US-based asset manager Fidelity Investments has cut the value of its holding in conversational AI firm Gupshup by nearly 80% from its 2021 entry level, reflecting a sharp reset in valuations of software startups.

Fidelity now values its stake in Gupshup at $3.48 million as of February, down from $16.2 million invested in July 2021. The investment is through its Fidelity Blue Chip Growth Fund. The markdown implies an overall valuation of about $300 million for Gupshup, compared with $1.4 billion at the time of Fidelity’s investment through a secondary transaction.

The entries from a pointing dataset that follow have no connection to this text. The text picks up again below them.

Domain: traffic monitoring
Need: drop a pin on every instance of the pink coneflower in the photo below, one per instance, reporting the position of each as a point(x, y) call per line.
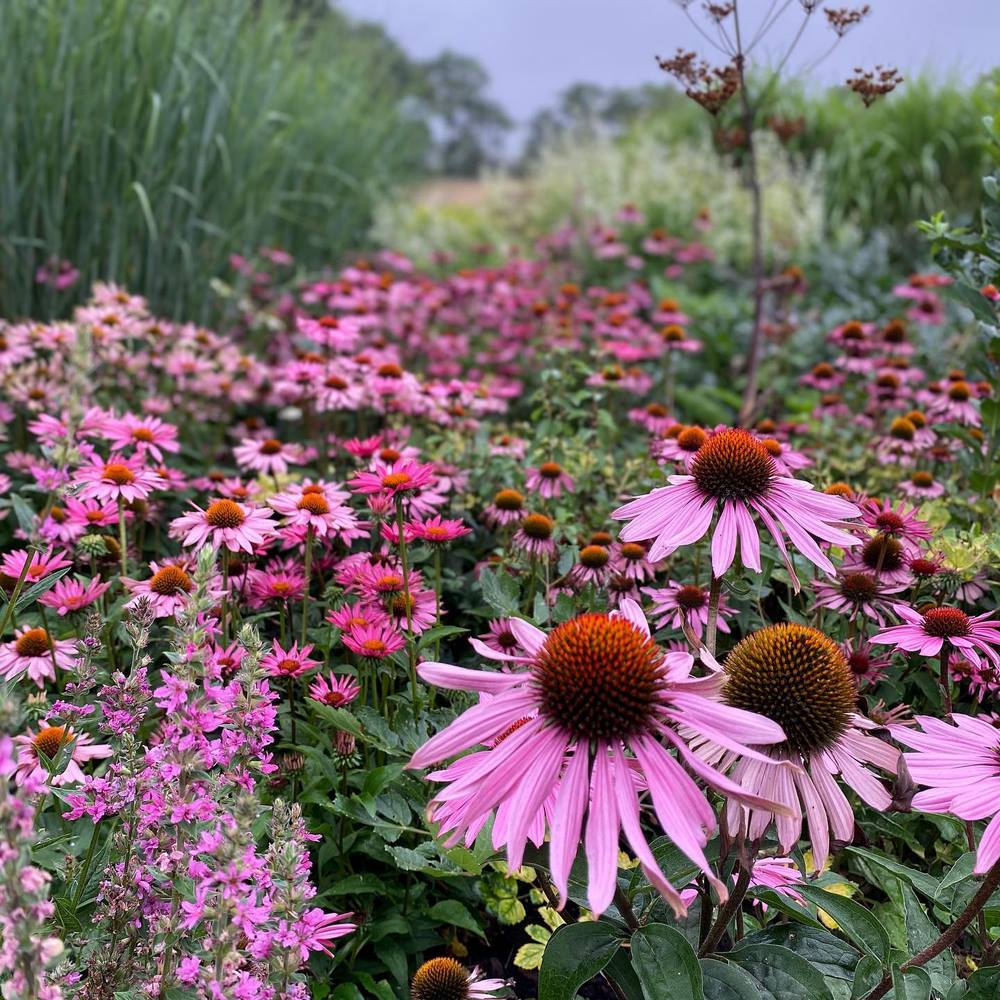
point(118, 479)
point(631, 560)
point(34, 653)
point(437, 530)
point(40, 566)
point(927, 632)
point(401, 478)
point(595, 688)
point(534, 537)
point(957, 766)
point(167, 589)
point(955, 405)
point(374, 642)
point(146, 434)
point(866, 665)
point(442, 978)
point(318, 507)
point(897, 521)
point(53, 741)
point(225, 524)
point(682, 447)
point(922, 486)
point(268, 455)
point(680, 604)
point(507, 508)
point(734, 471)
point(422, 607)
point(293, 662)
point(857, 594)
point(799, 678)
point(592, 566)
point(500, 638)
point(358, 615)
point(549, 480)
point(279, 582)
point(73, 594)
point(336, 690)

The fund has been reducing the carrying value of its stake over successive disclosures. Earlier in 2024, it had valued its roughly 700,000 shares in the company at $5.6 million.

Financial Pressures

Operationally, Gupshup has reported a mixed performance. Revenue from operations declined 5% year-on-year to Rs 1,943 crore in FY25, while profit fell to Rs 26 crore from Rs 54 crore in the previous year, indicating pressure on margins even as the company continues to scale its messaging and AI-led offerings.

Gupshup provides conversational engagement tools for enterprises across channels such as WhatsApp, SMS and voice, using AI-driven chatbots.

Commenting earlier on valuation cuts, Co-founder and CEO Beerud Sheth had said such markdowns reflect external estimates rather than underlying business performance. “Valuation is ultimately an opinion unless validated by a real transaction. The true value of a company is determined when a willing buyer and seller agree on a price,” he told FE in an interview in March 2025.

Market Correction

The markdown comes in the context of a broader correction in technology valuations after the surge seen in 2021, when software companies attracted significant investor interest. Gupshup had raised $340 million in two tranches in 2021 from investors, including Tiger Global, Think Investments and Malabar Investments, and became a unicorn. It subsequently raised another $100 million in 2022.

In total, the company has raised about $546 million across nine funding rounds, according to Tracxn data.